In parallel, we have started to explore other mechanisms that could control the asymmetry of division in neural stem cells. Thus, we recently observed the asymmetric distribution of a regulator of the Notch signaling pathway, the ubiquitin ligase Mindbomb (Mib1) in dividing neuroepithelial progenitors. Mib1, associated with components of the pericentriolar satellite (a poorly known organelle that “gravitates” around centrioles), is enriched near the "younger" centriole in interphase, which results in its location at a single pole of the mitotic spindle, and its inheritance after division by a single daughter cell which will become a neuron. By combining gain and loss of function experiments with real-time imaging of cell division and differentiation in the chicken neural tube, we have shown that this asymmetry of Mib1 distribution is instructive for sister cell identity. Even more remarkable, we have also shown that some of the progenitors "escape" this asymmetry thanks to the presence of an additional pool of Mib1 stored at the level of the Golgi apparatus in interphase, and sent to the daughter cell which does not receive the centrosomal pool of Mib1 (Tozer et al, 2017). In agreement with a progressive transition between the different modes of division, we observed at the tissue scale that the localization of Mib1 evolves between the early phase of proliferation and the later stages of neurogenesis.

Current Projects

These results are particularly intriguing and raise new questions. How is Mib1 recruited to the Golgi apparatus, and what are the molecular partners that regulate the Mib1 traffic between Golgi and centriolar satellites to control fate choices? A known role of Mib1 is to modify Dll1, a Notch ligand, at the cell membrane: therefore we think likely that Mib1 is essentially active in this location, while Golgi and centriolar satellites essentially fulfill a role of storage and routing. When and how does Mib1 transit between satellites and the plasma membrane? Answering all these questions requires high-resolution tracking of the sub-cellular localization of Mib1 over time, both during cell cycle progression and developmental time. It is also necessary to be able to purify Mib1 to identify its specific binding partners in different cellular compartments. We are developing the tools to respond to these questions.
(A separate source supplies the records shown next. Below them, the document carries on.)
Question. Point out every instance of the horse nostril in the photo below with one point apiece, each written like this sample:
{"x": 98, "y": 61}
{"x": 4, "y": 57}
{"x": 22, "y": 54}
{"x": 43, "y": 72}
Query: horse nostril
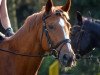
{"x": 65, "y": 57}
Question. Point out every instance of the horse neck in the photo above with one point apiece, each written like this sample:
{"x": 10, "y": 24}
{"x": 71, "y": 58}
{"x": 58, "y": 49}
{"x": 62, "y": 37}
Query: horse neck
{"x": 25, "y": 40}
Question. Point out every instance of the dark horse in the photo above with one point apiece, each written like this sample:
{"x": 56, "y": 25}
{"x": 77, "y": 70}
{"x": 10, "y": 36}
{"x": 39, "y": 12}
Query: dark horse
{"x": 45, "y": 31}
{"x": 85, "y": 35}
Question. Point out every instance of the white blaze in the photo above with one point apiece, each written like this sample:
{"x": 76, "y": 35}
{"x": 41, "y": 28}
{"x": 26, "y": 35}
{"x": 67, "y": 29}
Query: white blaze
{"x": 61, "y": 22}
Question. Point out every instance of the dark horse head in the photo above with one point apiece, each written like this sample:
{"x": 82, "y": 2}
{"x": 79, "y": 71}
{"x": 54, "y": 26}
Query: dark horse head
{"x": 85, "y": 35}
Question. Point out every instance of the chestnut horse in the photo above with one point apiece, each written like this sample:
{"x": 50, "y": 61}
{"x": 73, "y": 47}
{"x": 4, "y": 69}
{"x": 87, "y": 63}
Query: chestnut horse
{"x": 45, "y": 31}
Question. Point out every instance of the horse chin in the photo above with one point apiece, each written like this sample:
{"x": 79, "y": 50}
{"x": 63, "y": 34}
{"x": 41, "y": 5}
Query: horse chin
{"x": 67, "y": 62}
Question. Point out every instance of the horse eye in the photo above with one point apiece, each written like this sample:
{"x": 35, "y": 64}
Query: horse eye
{"x": 51, "y": 27}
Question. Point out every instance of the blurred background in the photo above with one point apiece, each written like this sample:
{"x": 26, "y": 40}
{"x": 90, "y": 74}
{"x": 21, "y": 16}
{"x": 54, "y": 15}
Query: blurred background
{"x": 19, "y": 10}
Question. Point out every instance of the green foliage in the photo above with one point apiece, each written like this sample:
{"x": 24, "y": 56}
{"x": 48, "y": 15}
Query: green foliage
{"x": 28, "y": 7}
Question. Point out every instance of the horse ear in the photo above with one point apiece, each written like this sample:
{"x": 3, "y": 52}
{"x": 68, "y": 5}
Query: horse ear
{"x": 49, "y": 5}
{"x": 79, "y": 18}
{"x": 67, "y": 6}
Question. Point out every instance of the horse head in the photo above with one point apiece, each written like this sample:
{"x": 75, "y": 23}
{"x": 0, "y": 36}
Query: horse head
{"x": 55, "y": 32}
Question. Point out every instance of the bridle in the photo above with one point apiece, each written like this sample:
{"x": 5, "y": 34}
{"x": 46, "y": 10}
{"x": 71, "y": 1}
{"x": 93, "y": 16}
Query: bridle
{"x": 79, "y": 36}
{"x": 52, "y": 47}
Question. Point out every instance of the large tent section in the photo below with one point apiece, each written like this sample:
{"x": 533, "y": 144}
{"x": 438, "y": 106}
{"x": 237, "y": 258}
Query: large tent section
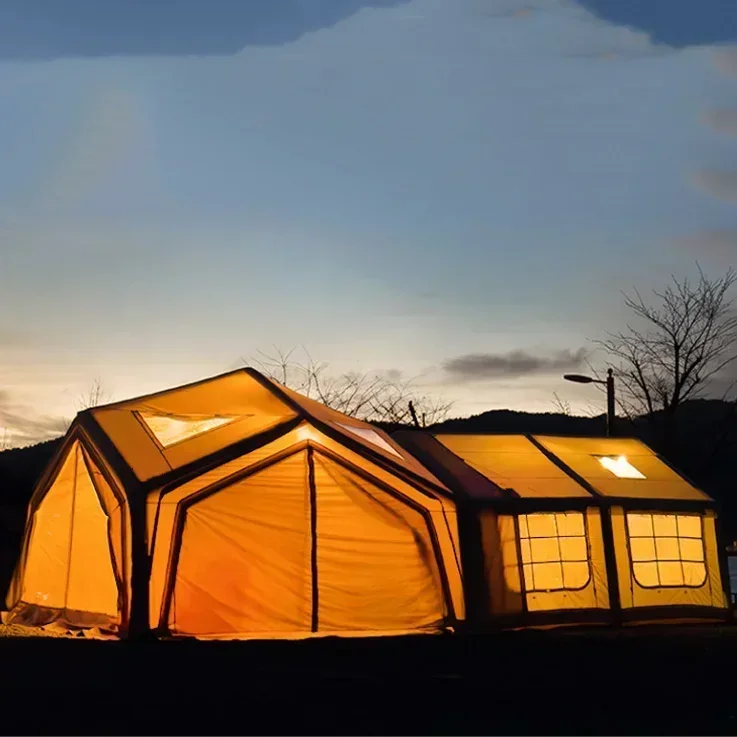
{"x": 664, "y": 529}
{"x": 531, "y": 536}
{"x": 74, "y": 568}
{"x": 300, "y": 538}
{"x": 233, "y": 508}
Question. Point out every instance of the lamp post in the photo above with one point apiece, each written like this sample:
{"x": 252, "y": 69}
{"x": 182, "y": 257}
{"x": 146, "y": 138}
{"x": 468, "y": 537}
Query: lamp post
{"x": 609, "y": 384}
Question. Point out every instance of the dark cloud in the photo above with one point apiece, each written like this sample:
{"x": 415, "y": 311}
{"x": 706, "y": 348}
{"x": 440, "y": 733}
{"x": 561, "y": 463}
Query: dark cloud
{"x": 39, "y": 29}
{"x": 722, "y": 120}
{"x": 677, "y": 23}
{"x": 20, "y": 425}
{"x": 719, "y": 184}
{"x": 721, "y": 244}
{"x": 478, "y": 366}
At the same developmental stage in the neuroepithelium, symmetrical and asymmetrical divisions are simultaneously observed, but within the same cell clone, the two division modes follow one another and the transition between symmetrical and asymmetrical divisions seems irreversible, suggesting that the choice of division mode is not stochastic but highly controlled. Thus, beyond the question of the implementation of asymmetry for the acquisition of a different identity between daughter cells in neurogenic divisions, this implies that an upstream choice, under the control of specific genetic programs, determines the mode division of progenitors between symmetric (proliferative) and asymmetric (neurogenic). This question, which has been little discussed in "historical" models of asymmetric division based on invariant lineages in invertebrates, is at the heart of a new project developed in the team, which aims to identify these programs by studying the differences of transcriptional profile and organization of chromatin between progenitors in symmetric versus asymmetrical division mode.